Bahnhofstafeln können auch unter der folgenden Adresse angezeigt werden:

http://bahnhofstafeln.de

Smartphone-Nutzer können über den obigen Link auch mobil Bahnhofstafeln abfragen.

Das Reisendeninformationssystem der Deutschen Bahn zeigt zudem aktuelle Zug-Informationen:

https://www.bahn.de

Ransomware befällt spanisches Telekommunikationsunternehmen

Aktualisierung 12.05.2017 23:32 Uhr

Es sei eine weltweite Attacke, Computer aus diversen europäischen Ländern, Russland und auch Asien seien befallen, sagte Helge Husemann von der IT-Sicherheitsfirma Malwarebytes der Deutschen Presse-Agentur. Möglicherweise sind Krankenhäuser und andere kritische Infrastruktur gezielt angegriffen worden. Zehntausende Computer sollen betroffen sein. Der Trojaner soll selbst-replizierend sein. Ein einziger infizierter Rechner in einem Netz soll genügen, um für eine weitere Ausbreitung zu sorgen.

Mitarbeiter der spanischen Telefónica berichten, eine Lösegeldforderung mit dem Hinweis, dass der Computer verschlüsselt worden sei, sei angezeigt worden. Die Zahlung wird in Bitcoins angefordert. In Großbritannien soll in Bildschirm-Meldungen die Warnung angezeigt worden sein, dass alle Daten gelöscht würden, sofern der geforderte Betrag nicht innerhalb von sieben Tagen bezahlt werde.

Behörden raten von einer Zahlung dringend ab. Kritische Windows-Systeme sollten umgehend gepatcht werden.

WannaCry - ETERNALNLUE Exploit greift Microsoft Server Message Block (SMB)-Protokoll an

Aktualisierung 12.05.2017 23:46 Uhr

Mindestens 74 Länder sind betroffen. Die Attacken starteten in etwa zur selben Zeit. Der ETERNALBLUE Exploit ist vermutlich die Basis. Die genutzte Sicherheitslücke ist "MS17-010 in Microsofts Server Message Block (SMB) Protocol". Ein Patch zur Beseitigung der Sicherheitslücke wurde am 14. März veröffentlicht, hat jedoch noch nicht alle Nutzer erreicht. Ob Krankenhäuser gezielt angegriffen wurden oder einfach nur betroffen sind, weil Patches vernachlässigt wurden, ist aktuell unklar.

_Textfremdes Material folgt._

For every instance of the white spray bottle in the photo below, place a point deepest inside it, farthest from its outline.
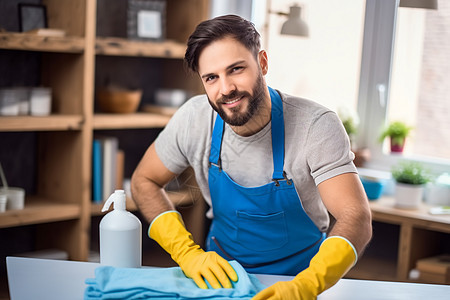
(120, 235)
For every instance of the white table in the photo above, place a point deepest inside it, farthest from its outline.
(31, 278)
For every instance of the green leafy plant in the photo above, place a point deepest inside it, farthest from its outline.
(397, 131)
(410, 172)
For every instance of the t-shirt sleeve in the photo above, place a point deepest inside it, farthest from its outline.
(170, 143)
(328, 145)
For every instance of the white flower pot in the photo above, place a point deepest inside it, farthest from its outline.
(408, 196)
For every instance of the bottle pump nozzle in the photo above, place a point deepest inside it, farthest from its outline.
(119, 199)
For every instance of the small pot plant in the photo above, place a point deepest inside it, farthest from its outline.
(410, 178)
(397, 131)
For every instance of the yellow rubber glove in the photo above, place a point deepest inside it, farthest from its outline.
(333, 260)
(169, 232)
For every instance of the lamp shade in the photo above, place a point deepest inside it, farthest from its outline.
(295, 25)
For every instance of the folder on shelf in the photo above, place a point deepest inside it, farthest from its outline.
(97, 172)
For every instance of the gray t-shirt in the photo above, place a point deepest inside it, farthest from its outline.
(316, 148)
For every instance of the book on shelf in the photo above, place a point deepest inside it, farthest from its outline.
(97, 174)
(107, 167)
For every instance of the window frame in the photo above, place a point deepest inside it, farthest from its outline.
(374, 86)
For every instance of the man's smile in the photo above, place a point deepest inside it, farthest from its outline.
(233, 102)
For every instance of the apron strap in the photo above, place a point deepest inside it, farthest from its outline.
(216, 143)
(277, 136)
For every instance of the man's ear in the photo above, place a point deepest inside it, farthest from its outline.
(263, 61)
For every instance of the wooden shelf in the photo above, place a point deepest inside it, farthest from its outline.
(47, 123)
(31, 42)
(126, 47)
(179, 198)
(372, 268)
(39, 210)
(384, 210)
(124, 121)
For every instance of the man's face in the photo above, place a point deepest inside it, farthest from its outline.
(233, 80)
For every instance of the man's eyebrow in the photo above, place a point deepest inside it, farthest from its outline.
(229, 67)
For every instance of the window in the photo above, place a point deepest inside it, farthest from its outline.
(404, 76)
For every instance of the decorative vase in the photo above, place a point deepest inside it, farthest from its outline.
(408, 196)
(398, 148)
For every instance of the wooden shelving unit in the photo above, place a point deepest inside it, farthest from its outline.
(61, 208)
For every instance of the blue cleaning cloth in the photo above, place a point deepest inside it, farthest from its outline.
(164, 283)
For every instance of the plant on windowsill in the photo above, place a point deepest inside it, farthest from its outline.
(397, 131)
(350, 120)
(411, 178)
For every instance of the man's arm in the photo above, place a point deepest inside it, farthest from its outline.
(346, 200)
(167, 227)
(147, 185)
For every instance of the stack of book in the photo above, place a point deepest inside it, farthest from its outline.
(107, 167)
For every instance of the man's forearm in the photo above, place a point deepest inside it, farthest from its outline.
(356, 229)
(151, 199)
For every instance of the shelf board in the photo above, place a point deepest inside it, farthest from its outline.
(38, 210)
(372, 268)
(125, 47)
(44, 123)
(135, 120)
(384, 210)
(179, 198)
(32, 42)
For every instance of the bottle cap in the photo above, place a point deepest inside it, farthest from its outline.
(119, 199)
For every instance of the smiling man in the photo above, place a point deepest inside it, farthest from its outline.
(271, 166)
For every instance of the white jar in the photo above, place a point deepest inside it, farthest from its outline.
(40, 101)
(120, 235)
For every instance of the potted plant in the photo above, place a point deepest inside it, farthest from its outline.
(410, 178)
(397, 132)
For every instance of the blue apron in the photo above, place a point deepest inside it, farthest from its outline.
(264, 228)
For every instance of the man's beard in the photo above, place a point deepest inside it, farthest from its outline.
(237, 118)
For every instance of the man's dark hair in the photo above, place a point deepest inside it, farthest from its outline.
(215, 29)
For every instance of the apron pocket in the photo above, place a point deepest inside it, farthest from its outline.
(261, 233)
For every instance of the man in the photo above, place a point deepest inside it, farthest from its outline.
(270, 165)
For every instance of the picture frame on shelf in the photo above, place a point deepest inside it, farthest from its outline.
(32, 16)
(146, 20)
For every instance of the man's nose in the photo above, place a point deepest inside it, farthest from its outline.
(226, 86)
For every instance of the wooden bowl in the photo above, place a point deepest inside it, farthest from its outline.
(119, 101)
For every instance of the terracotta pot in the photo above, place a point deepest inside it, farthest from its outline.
(397, 148)
(408, 196)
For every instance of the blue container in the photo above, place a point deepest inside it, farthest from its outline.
(373, 188)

WannaCry - Windows Security Updates

Aktualisierung 13.05.2017 00:22 Uhr

Organisationen sollten sicherstellten, dass die neuesten Windows Security Updates installiert sind, inbesondere MS17-010. Weitere Informationen gibt es auf den Microsoft-Seiten sowie auf Seiten von Antiviren-Software-Herstellern, beispielsweise hier. Reuters bietet eine eher auf Anwender zielende Informationsseite.

WannaCry: Betroffene Länder und Unternehmen

Aktualisierung 13.05.2017 09:12 Uhr

Kaspersky Lab, Hersteller der gleichnamigen Antiviren-Software, gibt an, dass in mindestens 74 Ländern mehr als 45.000 Angriffe erfolgt seien. Avast, ebenfalls Security-Spezialist, berichtet von mehr als 75.000 Angriffen in mindestens 99 Ländern. Schwerpunkte sollen demnach in der Ukraine, Russland und Taiwan liegen. Sogar das russische Innenministerium habe mehr als 1000 infizierte Rechner.

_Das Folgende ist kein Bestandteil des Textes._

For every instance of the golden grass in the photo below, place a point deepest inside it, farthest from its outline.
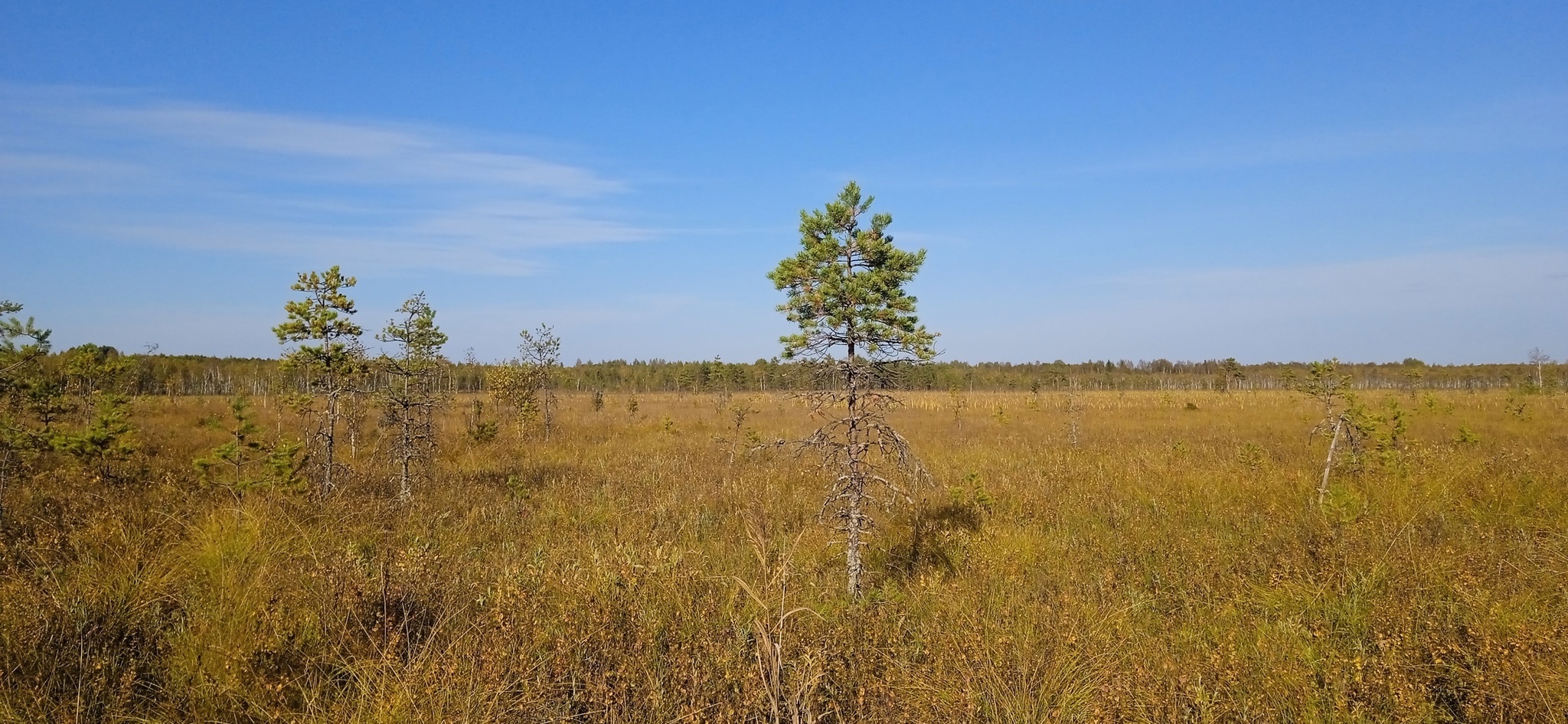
(1171, 566)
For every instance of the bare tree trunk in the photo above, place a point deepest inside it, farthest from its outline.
(1328, 465)
(855, 525)
(332, 436)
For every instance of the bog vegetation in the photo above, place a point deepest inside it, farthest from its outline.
(375, 538)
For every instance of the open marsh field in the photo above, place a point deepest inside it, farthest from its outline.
(1107, 556)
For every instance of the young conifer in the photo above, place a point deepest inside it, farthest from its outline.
(845, 292)
(413, 390)
(323, 331)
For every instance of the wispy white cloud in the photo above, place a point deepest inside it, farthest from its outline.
(1460, 306)
(137, 168)
(1521, 124)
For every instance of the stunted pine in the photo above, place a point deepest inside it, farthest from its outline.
(857, 324)
(325, 354)
(1328, 387)
(540, 353)
(411, 393)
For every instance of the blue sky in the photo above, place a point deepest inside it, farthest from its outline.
(1184, 181)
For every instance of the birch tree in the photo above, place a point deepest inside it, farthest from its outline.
(845, 290)
(1540, 360)
(325, 334)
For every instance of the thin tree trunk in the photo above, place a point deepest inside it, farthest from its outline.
(332, 438)
(1328, 465)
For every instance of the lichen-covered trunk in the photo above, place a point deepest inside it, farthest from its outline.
(855, 484)
(332, 436)
(1328, 465)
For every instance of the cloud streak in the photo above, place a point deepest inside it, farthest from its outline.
(1455, 306)
(131, 167)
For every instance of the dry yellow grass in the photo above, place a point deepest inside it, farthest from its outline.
(1171, 566)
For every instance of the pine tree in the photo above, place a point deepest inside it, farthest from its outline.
(330, 363)
(21, 347)
(541, 354)
(413, 392)
(845, 292)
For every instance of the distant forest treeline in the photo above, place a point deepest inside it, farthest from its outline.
(198, 375)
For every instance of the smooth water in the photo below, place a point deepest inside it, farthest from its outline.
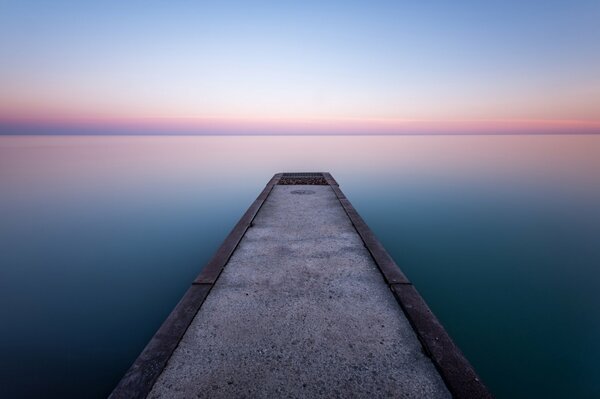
(100, 237)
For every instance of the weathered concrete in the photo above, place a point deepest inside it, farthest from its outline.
(300, 310)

Das BSI rät weiterhin dringend zur Installation des Microsoft Patches MS17-010, der bereits im März veröffentlicht wurde.

WannaCry - FedEx in den USA betroffen - Erste Bewertungen des Angriffs

Aktualisierung 13.05.2017 09:22 Uhr

Der Lieferdienst FedEx in den USA ist betroffen und entschuldigt sich bei seinen Kunden für die Ausfälle. In Portugal rät der Telekommunikationskonzern Portugal Telekom (PT) seinen Mitarbeitern, alle Windows-Computer umgehend abzuschalten. Auch der Zugriff auf die Online-Konten der Bank Millennium BCP war über Stunden nicht möglich. Das Bankhaus sei nach eigenen Angaben zwar bisher nicht von Attacken betroffen, wolle aber vorsorglich technische Vorkehrungen treffen. Inzwischen ist der Zugriff auch wieder möglich.

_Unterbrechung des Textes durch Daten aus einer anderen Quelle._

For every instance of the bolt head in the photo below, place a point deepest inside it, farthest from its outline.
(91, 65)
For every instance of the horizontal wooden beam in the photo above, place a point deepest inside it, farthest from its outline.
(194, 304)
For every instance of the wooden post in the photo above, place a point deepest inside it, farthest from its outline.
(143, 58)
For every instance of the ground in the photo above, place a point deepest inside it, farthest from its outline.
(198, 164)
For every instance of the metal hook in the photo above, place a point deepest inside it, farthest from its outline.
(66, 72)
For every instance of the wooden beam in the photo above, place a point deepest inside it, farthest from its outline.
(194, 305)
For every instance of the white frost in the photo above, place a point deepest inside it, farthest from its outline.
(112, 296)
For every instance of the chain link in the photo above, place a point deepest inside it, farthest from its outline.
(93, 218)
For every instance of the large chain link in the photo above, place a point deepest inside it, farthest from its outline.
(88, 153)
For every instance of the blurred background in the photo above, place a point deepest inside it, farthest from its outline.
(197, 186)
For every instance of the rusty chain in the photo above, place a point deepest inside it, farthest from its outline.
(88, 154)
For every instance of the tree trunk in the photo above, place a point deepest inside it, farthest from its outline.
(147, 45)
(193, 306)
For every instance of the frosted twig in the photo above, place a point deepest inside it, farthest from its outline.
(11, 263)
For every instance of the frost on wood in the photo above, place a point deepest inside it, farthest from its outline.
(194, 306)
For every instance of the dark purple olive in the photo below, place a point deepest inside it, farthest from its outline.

Während Experten an Lösungen arbeiten, wird bereits über die Ursachen diskutiert. Der ehemalige NSA-Mitarbeiter und Whistleblower Edward Snowden äußerte über Twitter, dass die NSA diese Sicherheitslücke schon lange kenne und nicht an Microsoft gemeldet habe, so dass kein Patch entwickelt werden konnte. Andere weisen darauf hin, dass ein Patch für exakt diese Sicherheitslücke bereits seit März verfügbar ist, viele Systeme aber offensichtlich nicht aktualisiert worden seien.

Der Groß-Angriff zeigt, wie verletzlich aktuell vernetzte Strukturen sind. Besonderes Augenmerk sollte auf kritische Infrastrukturen gelegt werden.

WannaCry - Weiterverbreitung vorerst gestoppt?

Aktualisierung 13.05.2017 16:12 Uhr

Der Betreiber des Blogs MalwareTech hat nach einer Analyse die Malware stoppen können. WannaCry pflanzt sich über einen Computerwurm von Rechner zu Rechner fort. Findet WannaCry einen Windows-Rechner mit der ungepatchten Sicherheitslücke, schickt die Schadsoftware eine Anfrage an eine Webseite. Erhält sie die Antwort, die Website existiert nicht, so infiziert sie den Rechner. MalwareTech hat den Domainamen dieser Website im Code gefunden und die Domain registriert. Dadurch läuft die Software nicht mehr in die Programmverzweigung, die zu einer Weiter-Infektion führt.

Warum diese bedingte Infizierung genutzt wurde, ist aktuell unklar. Möglicherweise haben die Angreifer den Code zusammenkopiert und diese Bedingung aus einem Malware-Template entnommen. Ein Ende mit Schrecken, aber dennoch recht glimplich. Die Attacke zeigt jedoch, wie angreifbar Systeme einschließlich kritischer Infrastrukturen sind.

Die Angreifer haben bisher die Website nicht weiter angegriffen. Zudem hat Microsoft nun auch noch Patches nicht nur für Versionen ab Windows Vista, sondern auch für Windows XP bereitgestellt.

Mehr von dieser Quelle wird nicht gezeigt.